Ma per chi è sprovvisto di busta paga ed è un protestato, quali sono le garanzie necessarie per richiedere un prestito? Per i liberi professionisti, la banca ha maggiori difficoltà a reperire il pagamento delle rate in quanto non c’è un datore di lavoro alle spalle. Di solito, i lavoratori autonomi richiedono il prestito con cambiali dando come garanzia all’ente creditore un’assicurazione sulla vita con contratto stipulato da almeno 2 anni sopperendo così alla mancanza di busta paga. Per i dipendenti neo assunti protestati, che non avendo ancora l’anzianità lavorativa , è prevista la possibilità di dare come garanzia una seconda firma (fidejussione personale di un altro garante) a tutela del soggetto creditore che può rifarsi sul terzo fideiussore obbligato a pagare le rate richieste oppure l’ipoteca immobiliare di una casa o di un altro immobile di proprietà.
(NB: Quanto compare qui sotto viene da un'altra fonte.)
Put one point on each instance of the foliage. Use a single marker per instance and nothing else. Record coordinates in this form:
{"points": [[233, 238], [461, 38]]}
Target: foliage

E’ bene sapere che chi vuole percorrere la strada del finanziamento con garante deve trovare il terzo fidejussore che sia perfetto agli occhi di una società creditizia.

Requisiti principali  per procedere con un finanziamento di un altro garante ai protestati

Ecco i requisiti principali che gli Istituti considerano come assoluti per procedere con un finanziamento di un altro garante ai protestati:

  • Requisiti di reddito: tutte le banche e le società finanziarie valuteranno le possibilità economiche del garante perché sarà lui a far fronte al pagamento delle rate in caso di inadempienza del debitore principale;
  • Dipendente a tempo indeterminato: se il garante ha un’anzianità lavorativa di più di un anno e se lavora presso un’importante azienda o presso un ente pubblico, ha maggiori possibilità di essere acquisito come garante del prestito del protestato;
  • Liberi professionisti: avvocati, notai, medici sono i garanti perfetti in quanto hanno solitamente un reddito elevato.
  • Lavoratori autonomi e pensionati: sono agli ultimi posti dei garanti perfetti. I primi perchè non in possesso di busta paga e i secondi per la loro età.